Fresco frenzy, a decade on: How a botched painting became a town's greatest asset
Thursday, August 18, 2022 @ 10:11 PM
MAKING an embarrassing mistake and the whole town finding out is not exactly on everyone's bucket list. The world's press reporting it with a picture of you is rare if you're not a pop star, silver-screen artist or international sports personality, but is exceptionally traumatic if it does happen. And your blunder turning your sleepy little village into a global tourism magnet raking in millions for local traders is almost unprecedented.
Yet a 91-year-old lady living in an Aragón care home can proudly say she has achieved just that.
Cecilia Giménez was younger then, and more active – 81, a regular churchgoer and keen watercolour painter with passion and talent.
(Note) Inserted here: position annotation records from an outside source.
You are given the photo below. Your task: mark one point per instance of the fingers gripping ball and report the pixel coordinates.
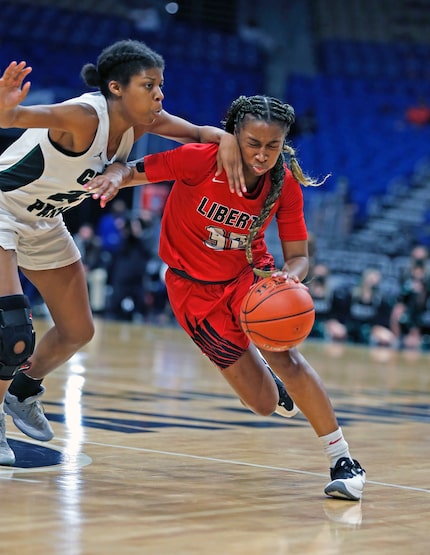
(277, 314)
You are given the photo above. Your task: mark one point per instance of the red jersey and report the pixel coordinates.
(205, 226)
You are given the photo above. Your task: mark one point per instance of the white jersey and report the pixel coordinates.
(38, 180)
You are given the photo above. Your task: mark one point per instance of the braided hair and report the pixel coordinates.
(119, 62)
(270, 110)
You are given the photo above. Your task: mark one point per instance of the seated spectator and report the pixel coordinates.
(418, 114)
(410, 318)
(95, 262)
(127, 278)
(326, 303)
(367, 311)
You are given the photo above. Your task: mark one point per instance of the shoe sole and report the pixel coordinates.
(338, 489)
(24, 430)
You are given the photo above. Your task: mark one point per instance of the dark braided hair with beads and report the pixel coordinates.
(270, 110)
(119, 62)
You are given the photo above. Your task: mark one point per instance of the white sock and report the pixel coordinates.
(335, 446)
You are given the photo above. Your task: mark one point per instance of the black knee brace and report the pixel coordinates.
(16, 326)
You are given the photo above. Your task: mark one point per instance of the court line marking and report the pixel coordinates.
(242, 463)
Purely for her own enjoyment, she restored a canvas of the Virgin Mary at the Santuario de Misericordia ('Sanctuary of Mercy'), her local parish, saving the committee a fortune, and she sought to do the same with a post-war fresco of the head of Christ, by the little-known artist Elías García Martínez.
Oil-on-fresco does not tend to last, and García Martínez's failure to use the correct materials meant his 66 x 40 centimetre (about 2'2” x 1'4”) portrait titled Ecce Homo was in a very poor state when Cecilia started work on it.
Much later, she insisted that she hadn't finished it, and that's why the photos of it in the regional newspaper, El Heraldo de Aragón, showed it looking nothing like the original.